Fit to data, then transform it.

Fits transformer to X and y with optional parameters fit_params and returns a transformed version of X.

Parameters

  • X : {array-like, sparse matrix, dataframe} of shape (n_samples, n_features)

  • y : ndarray of shape (n_samples,), default=None Target values.
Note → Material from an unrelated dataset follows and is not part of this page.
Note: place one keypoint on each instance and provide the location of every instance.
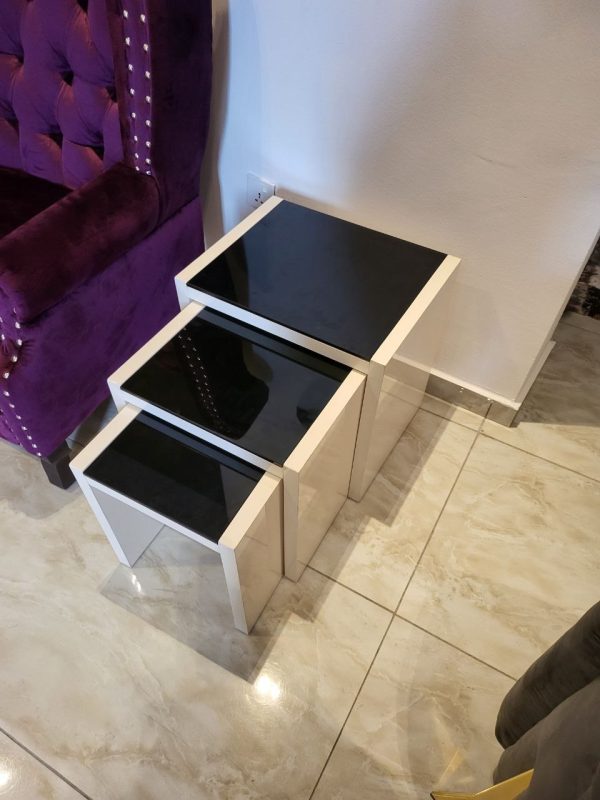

  • **fit_params : dict Additional fit parameters.

Returns

  • X_new : ndarray array of shape (n_samples, n_features_new) Transformed array.

get_params

method get_params
val get_params :
  ?deep:bool ->
  [> tag] Obj.t ->
  Dict.t

Get parameters for this estimator.

Parameters

  • deep : bool, default=True If True, will return the parameters for this estimator and contained subobjects that are estimators.

Returns

  • params : mapping of string to any Parameter names mapped to their values.

set_params

method set_params
val set_params :
  ?params:(string * Py.Object.t) list ->
  [> tag] Obj.t ->
  t

Set the parameters of this estimator.

The method works on simple estimators as well as on nested objects (such as pipelines). The latter have parameters of the form <component>__<parameter> so that it's possible to update each component of a nested object.

Parameters

  • **params : dict Estimator parameters.

Returns

  • self : object Estimator instance.

transform

method transform
val transform :
  x:[>`ArrayLike] Np.Obj.t ->
  [> tag] Obj.t ->
  [>`ArrayLike] Np.Obj.t

Project the data by using matrix product with the random matrix

Parameters

  • X : numpy array or scipy.sparse of shape [n_samples, n_features] The input data to project into a smaller dimensional space.

Returns

  • X_new : numpy array or scipy sparse of shape [n_samples, n_components] Projected array.

to_string

method to_string
val to_string: t -> string

Print the object to a human-readable representation.

show

method show
val show: t -> string

Print the object to a human-readable representation.

pp

method pp
val pp: Format.formatter -> t -> unit

Pretty-print the object to a formatter.

GaussianRandomProjection

Module Sklearn.​Random_projection.​GaussianRandomProjection wraps Python class sklearn.random_projection.GaussianRandomProjection.

type t

create

constructor and attributes create
val create :
  ?n_components:[`I of int | `Auto] ->
  ?eps:float ->
  ?random_state:int ->
  unit ->
  t

Reduce dimensionality through Gaussian random projection

The components of the random matrix are drawn from N(0, 1 / n_components).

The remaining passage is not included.